U.S. Department of State 2003 Trafficking in Persons Report - Denmark
|Publisher||United States Department of State|
|Author||Office to Monitor and Combat Trafficking in Persons|
|Publication Date||11 June 2003|
|Cite as||United States Department of State, U.S. Department of State 2003 Trafficking in Persons Report - Denmark, 11 June 2003, available at: http://www.refworld.org/docid/4680d7c123.html [accessed 19 September 2014]|
|Disclaimer||This is not a UNHCR publication. UNHCR is not responsible for, nor does it necessarily endorse, its content. Any views expressed are solely those of the author or publisher and do not necessarily reflect those of UNHCR, the United Nations or its Member States.|
Denmark (Tier 1)
Denmark is both a destination and transit country for women and children trafficked from the former Soviet Union countries, Eastern Europe, and the Baltics, as well as Thailand, for the purposes of sexual exploitation.
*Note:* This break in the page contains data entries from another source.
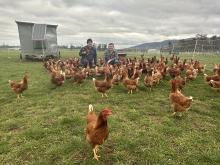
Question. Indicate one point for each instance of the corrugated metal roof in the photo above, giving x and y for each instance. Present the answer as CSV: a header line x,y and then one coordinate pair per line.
x,y
39,31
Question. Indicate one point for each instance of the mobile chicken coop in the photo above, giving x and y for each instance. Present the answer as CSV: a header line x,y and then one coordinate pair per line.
x,y
37,41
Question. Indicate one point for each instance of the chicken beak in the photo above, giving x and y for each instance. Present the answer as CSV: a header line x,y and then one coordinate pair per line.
x,y
109,113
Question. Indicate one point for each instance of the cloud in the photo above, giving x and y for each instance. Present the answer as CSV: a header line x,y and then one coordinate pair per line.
x,y
125,22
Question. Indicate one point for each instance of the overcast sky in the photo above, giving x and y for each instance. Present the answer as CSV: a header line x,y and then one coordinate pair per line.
x,y
124,22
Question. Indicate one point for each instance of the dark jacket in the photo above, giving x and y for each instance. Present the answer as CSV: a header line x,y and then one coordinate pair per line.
x,y
88,55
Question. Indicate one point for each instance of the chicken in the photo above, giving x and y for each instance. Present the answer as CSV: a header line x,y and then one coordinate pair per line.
x,y
180,82
19,87
214,77
97,131
157,76
129,83
179,102
174,71
148,80
215,85
103,86
57,77
216,68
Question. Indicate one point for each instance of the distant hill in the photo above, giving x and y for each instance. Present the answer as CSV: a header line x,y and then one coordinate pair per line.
x,y
153,45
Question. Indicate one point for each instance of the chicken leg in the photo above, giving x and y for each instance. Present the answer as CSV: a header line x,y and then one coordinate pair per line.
x,y
95,150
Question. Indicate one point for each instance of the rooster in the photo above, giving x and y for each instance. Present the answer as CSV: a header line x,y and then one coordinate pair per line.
x,y
179,102
97,131
19,87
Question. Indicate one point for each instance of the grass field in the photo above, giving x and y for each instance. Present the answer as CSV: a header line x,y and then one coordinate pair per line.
x,y
47,125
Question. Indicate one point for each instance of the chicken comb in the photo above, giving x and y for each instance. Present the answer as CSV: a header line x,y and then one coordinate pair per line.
x,y
90,108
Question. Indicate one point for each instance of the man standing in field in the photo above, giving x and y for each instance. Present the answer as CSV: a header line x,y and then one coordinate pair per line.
x,y
88,54
111,55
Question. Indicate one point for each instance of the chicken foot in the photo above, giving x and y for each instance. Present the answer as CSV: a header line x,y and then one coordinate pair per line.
x,y
95,150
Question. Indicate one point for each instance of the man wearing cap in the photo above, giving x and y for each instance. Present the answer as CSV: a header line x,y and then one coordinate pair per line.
x,y
88,54
111,55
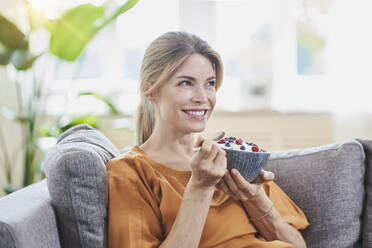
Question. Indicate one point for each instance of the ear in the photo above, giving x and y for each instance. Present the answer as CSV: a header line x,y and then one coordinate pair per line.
x,y
145,87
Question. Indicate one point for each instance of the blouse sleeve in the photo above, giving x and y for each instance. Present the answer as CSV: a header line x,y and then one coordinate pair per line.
x,y
289,211
133,216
Denmark as a transit for trafficked victims from Eastern Europe and the former Soviet Union on their way to other European and Nordic countries may be exacerbated by implementation of the Schengen Agreement and resulting relaxation of many border controls
The Government of Denmark fully complies with the minimum standards for the elimination of trafficking, including making serious and sustained efforts to eliminate severe forms of trafficking with regard to law enforcement, protection of victims, and prevention of trafficking. The government showed a particularly strong focus on prevention in the past year, both domestically and internationally, and on protection activities in-country, but efforts should be made to avoid immediate deportation of trafficked victims, some of which have been minors. With the passage of the new anti-trafficking legislation, it is hoped that the government will maintain vigorous law enforcement while improving its screening mechanism to prevent deporting victims in the coming year.
The Government of Denmark established teams of fieldworkers that assessed the problem through direct contact with victims, and facilitated dialogue between public authorities and NGOs. The government earmarked nearly $1.5 million for a three-year strategy to combat human trafficking. In conjunction with the release of Denmark's National Action Plan in 2002, the Ministries of Social Affairs and Gender Equality conducted an anti-trafficking ad campaign in all major newspapers. In addition, the Ministries of Social Affairs and Gender Equality subsidize a hotline and website.
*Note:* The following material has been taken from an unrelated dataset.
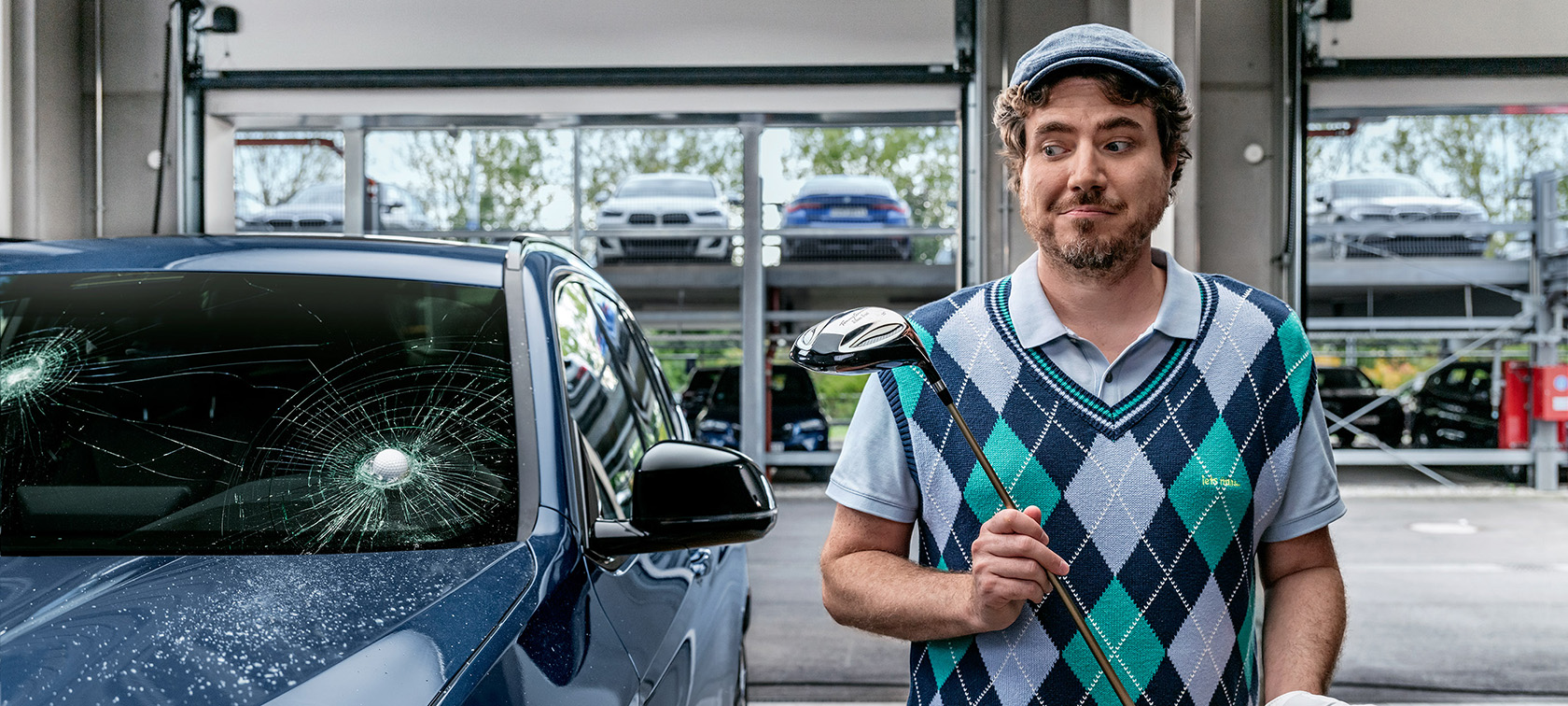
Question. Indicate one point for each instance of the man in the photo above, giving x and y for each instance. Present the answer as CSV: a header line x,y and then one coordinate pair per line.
x,y
1161,429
New anti-trafficking legislation went into effect in late 2002 but its overall effectiveness is still uncertain, as no cases were brought to trial. Previously, Danish authorities prosecuted trafficking under other provisions of the criminal law, such as those against human smuggling. Three foreigners and five Danish nationals were convicted for smuggling prostitutes, but all the convictions were overturned on appeal. The Danish National Commissioner of Police maintains its own internal task force on trafficking in persons, assists local police constabularies with investigations and trains its officers to recognize and investigate instances of trafficking. The government monitors trafficking largely through information-sharing between the national police and immigration authorities of countries with common borders and shared concerns. The government cooperates in international investigations, exchanges information with other Scandinavian countries, and works with Europol to track trafficking victims across borders.
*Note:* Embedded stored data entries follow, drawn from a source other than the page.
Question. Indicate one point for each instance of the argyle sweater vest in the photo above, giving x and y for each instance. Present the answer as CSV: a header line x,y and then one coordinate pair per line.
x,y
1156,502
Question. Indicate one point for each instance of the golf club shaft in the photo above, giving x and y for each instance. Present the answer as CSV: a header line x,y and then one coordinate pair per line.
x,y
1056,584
The Danish Aliens Act allows a 15-day legal stay for trafficking victims prior to their repatriation in order to provide services to victims and ensure their safe return. During this time, victims cannot be employed, but are provided medical assistance, counseling and safe housing. The repatriation procedure applies to persons without visas, but may be extended to victims with valid visas only. However, the government normally deports those found to be in the country illegally. This may occur at the conclusion of a trafficking cases or much sooner. In some cases minors have been immediately deported. Trafficked legal workers appear to have greater rights than trafficked women illegally present in Denmark, but the law and social policy currently favors deportation in both situations. The government has no formal witness protection program, but guarantees safe surroundings with access to professional social, medical and psychological support to those waiting to testify in court. The government also funds an NGO that provides legal services to trafficking victims. The government funds several NGO hotlines to support victims, prevent trafficking, and gather empirical data on the problem. The Ministries of Social Affairs and Gender Equality disseminate information to victims and provide confidential counseling.